4 of the 5 proteins significantly upregulated in the Rivaroxaban cohort
(Figure 1C, red; Table 2), namely F2, F10, SERPINA10 and PROS1, are
involved in the regulation of coagulation. Warfarin as a vitamin K
antagonist inhibits the posttranslational modification of vitamin
K-dependent proteins such as F2, F10, PROS1 and PROZ. Although this
predominantly affects the functional activity of these proteins
[43], it might not be surprising that these proteins indicate higher
expression in Rivaroxaban-treated patients. SERPINA10 levels, however,
are not vitamin K-dependent. Strikingly, PROZ and SERPINA10 deficiencies
have been linked with an increased risk of developing venous thrombosis,
making our clinical proteomic findings incredibly relevant. Although
some human studies did not find a link, augmented arterial and venous
thrombosis was found in both PROZ- as well as SERPINA10-deficient mice.
[44]–[46] We further performed STRING network analysis. It
revealed that 5 of our 6 proteins found exclusive to or increased in
Rivaroxaban patients (F2, F10, PROS1, PROZ, and SERPINA10) formed a
distinct network collectively involved in blood coagulation (Figure 1D,
red, p =7.11x10-5). Physiologically, SERPINA10
alone is a potent inhibitor of FXIa [47] and complex formation of
SERPINA10 with its cofactor PROZ additionally initiates FXa inhibition.
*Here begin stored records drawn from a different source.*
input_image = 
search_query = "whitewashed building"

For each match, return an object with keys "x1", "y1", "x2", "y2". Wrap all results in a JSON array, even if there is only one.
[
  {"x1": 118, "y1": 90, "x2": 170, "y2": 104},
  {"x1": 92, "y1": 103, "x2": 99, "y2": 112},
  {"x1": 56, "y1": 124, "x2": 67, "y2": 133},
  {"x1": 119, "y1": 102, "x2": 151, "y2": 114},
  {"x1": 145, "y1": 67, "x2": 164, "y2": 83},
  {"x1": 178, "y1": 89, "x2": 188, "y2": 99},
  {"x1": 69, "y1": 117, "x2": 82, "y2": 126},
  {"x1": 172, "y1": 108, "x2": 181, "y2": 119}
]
[48] Our proteomic changes may therefore reflect the favourable
bleeding and anti-thrombotic mechanisms of rivaroxaban reported in
clinical trials. [7]–[9]
Besides their anticoagulant effects, PROS1, SEPRINA10 and PROZ can also
potentiate anti-inflammatory signalling. For instance, SERPINA10 was
recently identified to function as an acute phase protein [49] and
subsequently shown to downregulate the expression of pro-inflammatory
cytokines (TNFα, IL-1β, IL-6 and CCL3) independent of its anticoagulant
effects [50], however, the underlying mechanism remain to be
characterised. In line with these findings, low plasma levels of PROZ
correlated with increased levels of inflammatory cytokines (CRP and
IL-6) in a mouse model of sepsis [51], and in patients with acute
myocardial infarction and rheumatoid arthritis (RA) [52], [53],
respectively, potentially indicating an anti-inflammatory role for PROZ.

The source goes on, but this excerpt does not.